Zaha Hadid. Photo: © Patrick McMullan.

A traveling exhibition of rarely seen notebooks and early paintings by the influential late architect Zaha Hadid will go on display at international venues she designed.

Starting at London’s Serpentine Galleries, the exhibition’s opening date was brought forward by the institution following the Iraqi-born British architect’s unexpected death in March.

According to the Guardian, the Serpentine’s artistic director, Hans Ulrich Obrist, convinced Hadid to show her notebooks after attending her Royal Institute of British Architects lecture in February. During her speech, Hadid showed some private sketches revealing her creative process.

“I was completely transfixed,” Obrist told the Guardian. “I had never seen such notebooks. I wanted to see her to discuss what we could do. An exhibition? A book?”

Hadid eventually agreed to show her notebooks and other work at the Serpentine’s Sackler gallery, which the Iraqi-born British architect redesigned and extended in a £14.5 million ($18 million) overhaul in 2013.

Zaha Hadid poses outside the Serpentine Sackler Gallery in London. Photo: LEON NEAL/AFP/Getty Images.

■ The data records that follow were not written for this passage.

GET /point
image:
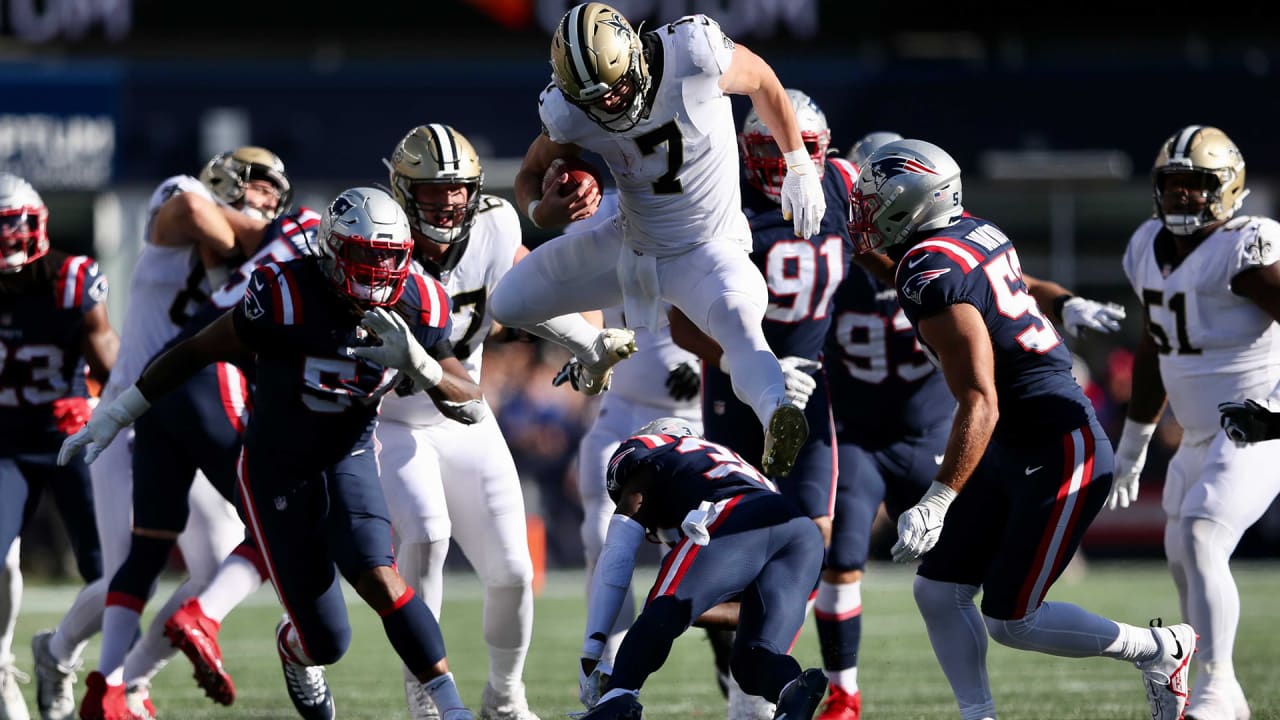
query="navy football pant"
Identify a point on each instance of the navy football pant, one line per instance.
(896, 474)
(762, 547)
(1020, 518)
(197, 427)
(812, 482)
(23, 477)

A week after the initial meeting between Obrist and Hadid, the architect travelled to Miami where she was hospitalized with bronchitis and unexpectedly died. “We had planned that after her return, her office would get all the drawings out and we would start the work,” Obrist said.

The show, now opening on December 8, will celebrate the architect’s life and work. According to the Art Newspaper “a select number of institutions and museums” will subsequently host the exhibition. A spokeswoman for the Serpentine Gallery revealed that a separate show will travel to Rome’s MaXXI, National Museum of XXI Century Arts, in 2017.

Patrick Schumacher, director of Zaha Hadid Architects, noted that another possible destinations for the show could be the Dongdaemun Design Plaza in Seoul, South Korea, that Hadid designed.

Schumacher also revealed that the Zaha Hadid Foundation was currently working on establishing an archive of Hadid’s work, but stressed that the exhibition was the current priority.